The majority of power quality problems are a result of ripple, noise, distortion or transients which are so prevalent on many power circuits that industry in general is adapting regulatory standards as to acceptable limits of electrical pollution.

AC ripple is a result of the fundamental power conversion frequency within a rectifier. Any significant AC ripple applied to batteries will result in decreased battery life, charging inefficiency and battery heating.

Rectifier output and inverter input filtering must keep ripple to a minimum and not rely on batteries themselves to act as a ripple filter to reduce the DC load ripple, as some power converters do.

Ripple
Fundamental frequency AC voltage or current coming from inside a rectifier and imposed upon output DC voltage or current.

Staticon rectifier outputs and inverter inputs are fully filtered to reduce AC ripple to 1% or less, even without a battery connected.

Electrical noise is of particular concern in telecom DC power systems due to the sensitive nature of telecom networks and equipment.

Again, electrical noise is a result of rectifier power conversion with faster switching methods being inherently noisier than slower (low frequency) switching methods.

Electrical Noise
Aggregate sum of higher-than-fundamental frequency AC voltage or current coming from inside a power converter and imposed upon DC voltage or current.

Staticon rectifier outputs and inverter inputs are fully filtered to reduce AC ripple to 1% or less, even without a battery connected.

Rectifier input current distortion is the TDD (total demand distortion) of the AC input current. TDD is a result of the power conversion process and is reflected back into the AC prime power supply.

TDD is AC supply pollution and can adversely affect any upstream loads.
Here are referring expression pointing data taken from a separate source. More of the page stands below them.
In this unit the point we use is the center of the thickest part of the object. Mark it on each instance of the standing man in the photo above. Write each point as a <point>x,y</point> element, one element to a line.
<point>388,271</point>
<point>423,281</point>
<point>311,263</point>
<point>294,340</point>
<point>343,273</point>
Many high frequency conversion technologies produce TDD in the order of 50% to 150% due to their fast and abrupt switching characteristics.

Inverter AC output voltage distortion known as total harmonic distortion (THD) detracts from perfect sinusoidal AC waveforms. THD is due to the DC-AC power conversion process and varies according to the conversion technology used. Some inverters even produce an alternating square wave, step-wave or quasi-sine wave output which deviates substantially from a true sine wave and can adversely affect many AC loads.

Distortion
Any deviation from, or extraneous component imposed upon, a true sinusoidal voltage or current waveform.
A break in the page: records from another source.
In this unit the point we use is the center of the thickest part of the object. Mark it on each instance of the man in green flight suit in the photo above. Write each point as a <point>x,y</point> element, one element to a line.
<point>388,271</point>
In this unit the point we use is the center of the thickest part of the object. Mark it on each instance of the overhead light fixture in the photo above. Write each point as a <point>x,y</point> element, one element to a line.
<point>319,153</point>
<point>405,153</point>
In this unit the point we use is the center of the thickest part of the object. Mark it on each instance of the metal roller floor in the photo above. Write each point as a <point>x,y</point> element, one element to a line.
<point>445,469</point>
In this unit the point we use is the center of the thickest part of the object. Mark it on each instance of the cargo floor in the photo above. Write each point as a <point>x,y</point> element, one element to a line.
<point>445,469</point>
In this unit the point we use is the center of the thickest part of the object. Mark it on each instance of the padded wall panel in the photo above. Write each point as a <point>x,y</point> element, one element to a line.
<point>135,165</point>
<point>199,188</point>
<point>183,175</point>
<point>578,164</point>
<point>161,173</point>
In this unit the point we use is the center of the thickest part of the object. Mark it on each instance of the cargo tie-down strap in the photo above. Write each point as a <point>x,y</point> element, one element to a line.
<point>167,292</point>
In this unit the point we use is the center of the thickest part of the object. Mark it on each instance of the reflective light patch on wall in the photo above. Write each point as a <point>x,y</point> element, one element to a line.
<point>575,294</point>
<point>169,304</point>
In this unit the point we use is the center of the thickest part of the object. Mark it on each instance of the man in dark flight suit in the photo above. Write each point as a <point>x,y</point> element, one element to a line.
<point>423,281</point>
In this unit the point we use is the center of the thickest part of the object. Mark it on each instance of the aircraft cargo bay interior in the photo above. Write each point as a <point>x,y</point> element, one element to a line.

Staticon line conditioners and inverters produce a true sine wave output with a guaranteed THD of less than 3% (phase-to-phase). The greater the noise and distortion produced by a power converter, the greater the requirement for unit input and output filtering to reduce this noise and distortion to an acceptable level.
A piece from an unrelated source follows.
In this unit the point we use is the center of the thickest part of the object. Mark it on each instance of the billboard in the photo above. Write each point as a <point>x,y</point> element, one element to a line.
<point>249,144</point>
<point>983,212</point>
Ripple, noise and distortion produced by power conversion equipment is due to internal power semiconductor switching. Different power conversion technologies produce different levels of ripple, noise and distortion. High frequency conversion technologies generally produce greater amounts of distortion and noise than lower frequency conversion technologies due to the comparatively faster and more abrupt switching characteristics of these techniques. Many sophisticated, high frequency power conversion technologies require filtering of such complexity that it accounts for over half of the power converter components and cost. Remember, that as sophistication increases, reliability and field serviceability decrease.